Lithium batteries are on a lot of people’s minds these days. Lithium battery technology allows for smaller and lighter battery banks, very low maintenance, greater depth of discharge compared to lead acid batteries, and much longer cycle life.
Lithium is the lightest of all elemental metals, has the greatest electrochemical potential and provides the largest specific energy (storage capacity) by weight of any metal. Early tests with lithium discovered inherent instabilities with the lithium metals. Lithium ions replaced the metals and after improvements to stability and safety, experiments using various materials as anodes and cathodes strengthened performance qualities for higher specific energy (capacity), higher specific power (current flow) and longer cycle life. Lithium-ion batteries are currently manufactured using a number of different chemistries to optimize different attributes such as low cost and high capacity.
Lithium Cobalt Oxide (LiCoO2, LCO) is a Li-Ion battery with very high specific energy. This battery type is a popular choice for mobile electronics. It is less stable, has less specific power and shorter life span than other lithium-ion chemistries. Lithium Nickel Manganese Cobalt Oxide (LiNiMnCoO2, NMC), is one of the most successful Li-ion systems with a cathode combination of nickel-manganese-cobalt.

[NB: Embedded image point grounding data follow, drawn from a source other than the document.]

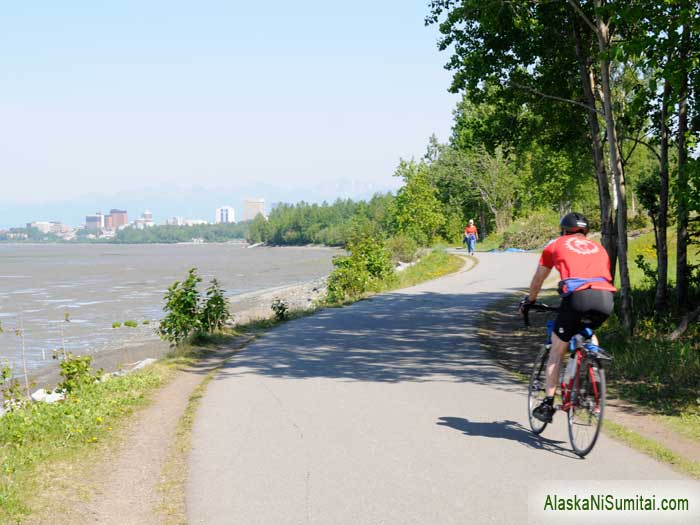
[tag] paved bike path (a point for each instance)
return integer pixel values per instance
(386, 411)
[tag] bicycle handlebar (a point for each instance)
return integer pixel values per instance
(538, 307)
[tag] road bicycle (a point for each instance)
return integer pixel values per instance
(581, 386)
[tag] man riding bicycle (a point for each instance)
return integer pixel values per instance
(586, 290)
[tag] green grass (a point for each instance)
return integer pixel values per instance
(40, 433)
(652, 448)
(436, 264)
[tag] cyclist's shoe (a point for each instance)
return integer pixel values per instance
(543, 412)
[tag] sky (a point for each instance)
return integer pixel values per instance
(105, 101)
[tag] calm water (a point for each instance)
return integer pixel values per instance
(97, 285)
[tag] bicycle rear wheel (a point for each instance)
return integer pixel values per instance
(536, 390)
(585, 415)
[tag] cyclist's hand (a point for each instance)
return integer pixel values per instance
(524, 305)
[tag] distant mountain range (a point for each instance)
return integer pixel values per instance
(194, 202)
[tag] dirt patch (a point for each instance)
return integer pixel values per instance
(122, 483)
(515, 347)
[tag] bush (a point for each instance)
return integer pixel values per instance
(215, 310)
(348, 280)
(368, 264)
(76, 371)
(531, 233)
(182, 307)
(402, 248)
(189, 313)
(281, 309)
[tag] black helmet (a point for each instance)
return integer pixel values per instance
(574, 223)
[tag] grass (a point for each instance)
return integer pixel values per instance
(436, 264)
(652, 448)
(174, 474)
(40, 434)
(47, 437)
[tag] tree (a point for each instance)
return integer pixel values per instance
(416, 209)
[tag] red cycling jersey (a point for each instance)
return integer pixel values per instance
(576, 256)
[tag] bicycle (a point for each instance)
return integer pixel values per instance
(582, 385)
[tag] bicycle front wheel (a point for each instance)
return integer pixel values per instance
(536, 390)
(587, 406)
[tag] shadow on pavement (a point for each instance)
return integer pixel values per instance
(511, 430)
(389, 338)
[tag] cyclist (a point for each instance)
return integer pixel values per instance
(586, 290)
(471, 235)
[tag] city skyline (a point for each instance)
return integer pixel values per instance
(95, 103)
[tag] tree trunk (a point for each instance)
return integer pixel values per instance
(607, 226)
(682, 212)
(661, 298)
(618, 174)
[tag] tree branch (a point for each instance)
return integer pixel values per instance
(560, 99)
(579, 11)
(637, 141)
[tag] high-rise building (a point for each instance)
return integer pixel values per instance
(119, 218)
(94, 222)
(42, 226)
(146, 221)
(225, 215)
(252, 208)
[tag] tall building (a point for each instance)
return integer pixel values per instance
(94, 222)
(225, 215)
(146, 221)
(42, 226)
(252, 208)
(119, 218)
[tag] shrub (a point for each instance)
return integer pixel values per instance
(280, 309)
(402, 248)
(76, 371)
(9, 386)
(189, 313)
(215, 310)
(368, 264)
(182, 306)
(531, 233)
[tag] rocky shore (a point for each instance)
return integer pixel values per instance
(244, 308)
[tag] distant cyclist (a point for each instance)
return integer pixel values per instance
(586, 290)
(471, 235)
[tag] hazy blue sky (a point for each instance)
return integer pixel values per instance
(113, 96)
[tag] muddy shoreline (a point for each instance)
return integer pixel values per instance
(244, 308)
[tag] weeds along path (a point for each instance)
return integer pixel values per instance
(385, 411)
(139, 480)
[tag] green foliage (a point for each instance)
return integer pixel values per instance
(188, 313)
(280, 310)
(34, 436)
(75, 371)
(531, 233)
(182, 317)
(402, 248)
(368, 265)
(417, 211)
(9, 386)
(214, 312)
(649, 272)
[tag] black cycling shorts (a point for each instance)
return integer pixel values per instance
(584, 309)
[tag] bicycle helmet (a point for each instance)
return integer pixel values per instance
(573, 223)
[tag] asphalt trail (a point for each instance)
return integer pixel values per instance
(386, 411)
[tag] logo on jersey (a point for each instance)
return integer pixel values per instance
(581, 246)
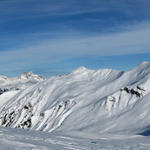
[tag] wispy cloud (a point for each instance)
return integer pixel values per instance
(55, 50)
(35, 32)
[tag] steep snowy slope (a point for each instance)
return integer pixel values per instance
(83, 102)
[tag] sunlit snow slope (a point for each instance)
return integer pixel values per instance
(83, 102)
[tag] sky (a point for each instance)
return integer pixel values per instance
(53, 37)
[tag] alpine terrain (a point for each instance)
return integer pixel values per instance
(86, 109)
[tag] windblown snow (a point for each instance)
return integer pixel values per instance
(85, 103)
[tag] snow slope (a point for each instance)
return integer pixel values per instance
(18, 139)
(85, 102)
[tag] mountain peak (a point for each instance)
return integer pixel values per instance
(31, 75)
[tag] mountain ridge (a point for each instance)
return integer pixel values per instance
(90, 101)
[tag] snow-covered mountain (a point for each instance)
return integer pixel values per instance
(85, 102)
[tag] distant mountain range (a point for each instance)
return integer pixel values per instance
(85, 101)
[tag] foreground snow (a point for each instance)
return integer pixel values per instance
(86, 109)
(19, 139)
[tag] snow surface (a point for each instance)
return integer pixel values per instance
(19, 139)
(108, 106)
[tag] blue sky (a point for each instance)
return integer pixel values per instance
(52, 37)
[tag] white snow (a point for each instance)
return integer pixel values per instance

These chemistries can be tailored to provide higher specific energy (capacity) or higher specific power (current). The secret to NMC style batteries is the combination of nickel and manganese. Analogous to table salt, in which sodium and chloride are toxic on their own but can season and preserve food when blended, the nickel and manganese complement each other’s strengths for a more powerful battery. These batteries are typically used in Electric Vehicles and E-bikes. They are generally less stable than other lithium battery systems.

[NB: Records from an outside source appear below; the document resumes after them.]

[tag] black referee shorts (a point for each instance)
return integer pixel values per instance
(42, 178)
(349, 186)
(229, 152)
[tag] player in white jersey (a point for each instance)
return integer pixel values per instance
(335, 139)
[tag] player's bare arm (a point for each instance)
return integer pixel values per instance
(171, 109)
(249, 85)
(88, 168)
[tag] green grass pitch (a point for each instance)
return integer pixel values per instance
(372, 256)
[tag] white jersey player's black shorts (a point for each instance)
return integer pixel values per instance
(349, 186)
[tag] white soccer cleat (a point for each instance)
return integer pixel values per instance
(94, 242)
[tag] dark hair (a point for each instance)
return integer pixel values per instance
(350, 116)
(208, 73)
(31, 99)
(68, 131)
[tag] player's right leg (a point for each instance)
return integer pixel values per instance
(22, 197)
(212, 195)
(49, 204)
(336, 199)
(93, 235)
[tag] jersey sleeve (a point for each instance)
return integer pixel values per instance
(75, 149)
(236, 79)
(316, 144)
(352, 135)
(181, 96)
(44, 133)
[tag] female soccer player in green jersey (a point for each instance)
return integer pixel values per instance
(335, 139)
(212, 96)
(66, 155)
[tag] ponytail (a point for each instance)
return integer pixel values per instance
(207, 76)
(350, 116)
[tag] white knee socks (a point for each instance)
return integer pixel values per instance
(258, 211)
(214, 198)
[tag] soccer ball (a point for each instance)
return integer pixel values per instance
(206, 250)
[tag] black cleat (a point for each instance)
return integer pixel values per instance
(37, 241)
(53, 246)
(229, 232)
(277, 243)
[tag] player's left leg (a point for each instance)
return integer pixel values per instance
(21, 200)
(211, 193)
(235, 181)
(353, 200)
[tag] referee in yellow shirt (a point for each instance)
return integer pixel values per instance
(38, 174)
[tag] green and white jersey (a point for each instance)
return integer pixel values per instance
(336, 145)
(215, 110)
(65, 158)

The latest battery chemistry to hit the renewable energy market is Lithium Iron Phosphate (LiFePo4, LFP). LiFePo4 systems tout more cycles for longer life along with greater stability and safety. This chemistry is shown to create higher specific power (current) than other types of LI-Ion batteries. LiFePo4s have a very flat voltage discharge curve. LiFePO4 batteries are more tolerant to full charge conditions and are less stressed than other Li-Ion systems if kept at high voltage for a prolonged time. Even compared to Lithium Nickel Manganese Cobalt Oxide (NMC), LiFePo4 batteries have been shown to tolerate somewhat higher charging current and provide more charge/discharge cycles at a lower price point.

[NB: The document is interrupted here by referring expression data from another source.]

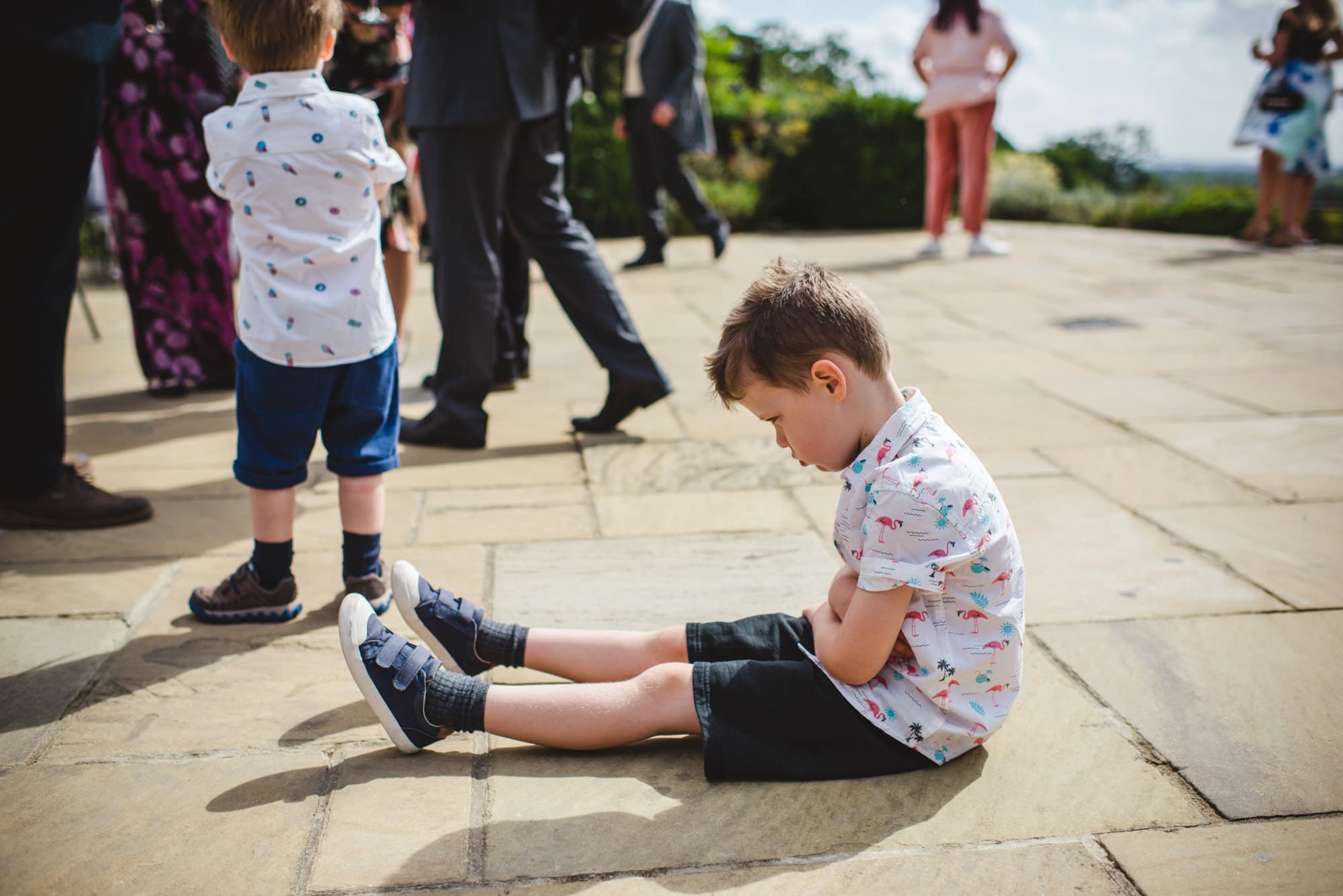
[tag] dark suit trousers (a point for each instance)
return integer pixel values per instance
(40, 230)
(475, 175)
(656, 162)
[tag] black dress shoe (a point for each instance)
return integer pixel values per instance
(721, 239)
(621, 401)
(648, 259)
(433, 431)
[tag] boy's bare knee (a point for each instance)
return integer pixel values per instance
(668, 644)
(361, 485)
(665, 678)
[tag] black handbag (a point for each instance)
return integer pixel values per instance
(1282, 98)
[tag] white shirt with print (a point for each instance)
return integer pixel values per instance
(300, 164)
(919, 509)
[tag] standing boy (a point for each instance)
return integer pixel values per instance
(304, 169)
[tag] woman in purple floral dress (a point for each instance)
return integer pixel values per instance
(170, 231)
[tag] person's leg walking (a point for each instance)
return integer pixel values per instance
(976, 141)
(543, 220)
(941, 164)
(1270, 187)
(644, 172)
(463, 170)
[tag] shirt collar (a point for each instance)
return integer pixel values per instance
(898, 431)
(283, 83)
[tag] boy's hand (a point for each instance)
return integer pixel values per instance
(664, 114)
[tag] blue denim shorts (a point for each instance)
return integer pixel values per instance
(281, 409)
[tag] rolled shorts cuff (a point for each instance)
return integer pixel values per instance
(354, 468)
(271, 482)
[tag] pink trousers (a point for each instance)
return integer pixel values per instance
(966, 133)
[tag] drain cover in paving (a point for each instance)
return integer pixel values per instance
(1093, 323)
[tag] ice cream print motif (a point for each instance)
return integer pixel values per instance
(939, 526)
(293, 157)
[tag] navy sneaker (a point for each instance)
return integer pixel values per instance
(447, 623)
(391, 673)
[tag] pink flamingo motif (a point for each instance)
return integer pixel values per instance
(883, 451)
(974, 616)
(886, 522)
(996, 647)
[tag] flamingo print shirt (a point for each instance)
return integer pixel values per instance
(919, 509)
(300, 165)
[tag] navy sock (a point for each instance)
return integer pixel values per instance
(502, 643)
(361, 554)
(272, 562)
(456, 701)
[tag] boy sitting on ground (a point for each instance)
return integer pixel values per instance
(930, 557)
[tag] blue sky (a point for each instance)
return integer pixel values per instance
(1181, 67)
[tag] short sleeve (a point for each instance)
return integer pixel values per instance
(387, 165)
(899, 545)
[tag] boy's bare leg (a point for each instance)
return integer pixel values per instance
(602, 656)
(363, 501)
(593, 717)
(273, 514)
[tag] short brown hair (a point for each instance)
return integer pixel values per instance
(277, 35)
(793, 314)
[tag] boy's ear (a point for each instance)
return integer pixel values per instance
(328, 46)
(828, 375)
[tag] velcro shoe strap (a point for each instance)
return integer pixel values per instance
(413, 664)
(391, 648)
(465, 617)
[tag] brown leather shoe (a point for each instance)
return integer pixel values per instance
(377, 589)
(241, 599)
(73, 503)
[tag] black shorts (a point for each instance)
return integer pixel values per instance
(770, 714)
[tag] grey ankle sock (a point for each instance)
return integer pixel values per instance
(456, 701)
(502, 643)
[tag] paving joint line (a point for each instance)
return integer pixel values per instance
(322, 816)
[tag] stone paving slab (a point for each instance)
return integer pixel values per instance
(1318, 388)
(1289, 549)
(1290, 458)
(44, 666)
(649, 807)
(398, 820)
(652, 583)
(690, 513)
(1239, 705)
(1127, 399)
(155, 827)
(1087, 560)
(182, 686)
(1298, 856)
(1048, 868)
(1148, 475)
(61, 588)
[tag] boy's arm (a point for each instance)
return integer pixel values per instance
(855, 650)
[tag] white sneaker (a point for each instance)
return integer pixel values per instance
(988, 246)
(931, 250)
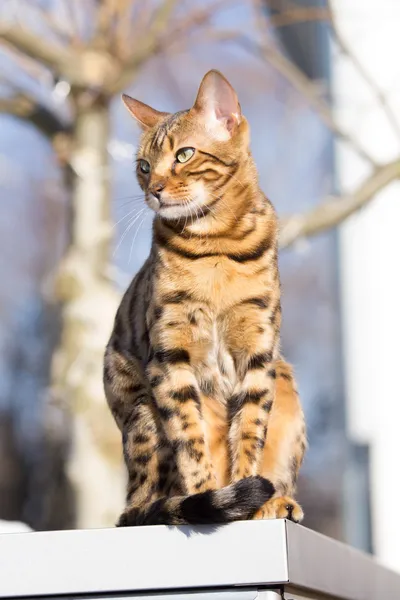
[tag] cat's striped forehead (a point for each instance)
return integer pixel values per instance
(162, 136)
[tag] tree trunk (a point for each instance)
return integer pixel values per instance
(89, 303)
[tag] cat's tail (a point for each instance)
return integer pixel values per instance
(236, 502)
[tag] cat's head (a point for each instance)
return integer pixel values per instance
(186, 159)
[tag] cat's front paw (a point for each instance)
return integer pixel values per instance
(282, 507)
(128, 518)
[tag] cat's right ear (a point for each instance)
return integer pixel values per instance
(145, 115)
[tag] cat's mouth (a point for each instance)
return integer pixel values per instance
(190, 208)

All Li-Ion battery systems suffer performance loss in colder temperatures (<40°F) while elevated storage temperature (>85°F) shortens the service life of the battery. LiFePo4 batteries have a somewhat higher self-discharge rate than other Li-ions, however all Li-ion systems have greatly reduced self-discharge rates compared to lead acid batteries. Moisture is detrimental to most Li-Ion cells, but LiFePo4s are especially susceptible to a dramatically decreased life span when subjected to moisture. While most battery cells are sealed from moisture, Backwoods Solar encourages moisture mitigation when using LiFePo4 batteries in damp environments.
Lithium-ion battery technology continues to evolve as new chemical compounds are evaluated in an attempt to increase the performance characteristics of Li-Ion batteries. Backwoods Solar is enthusiastic about recent improvements to LiFePO4 batteries and recommends that everyone looking for a new or replacement battery bank takes a look at lithium batteries and the benefits they provide.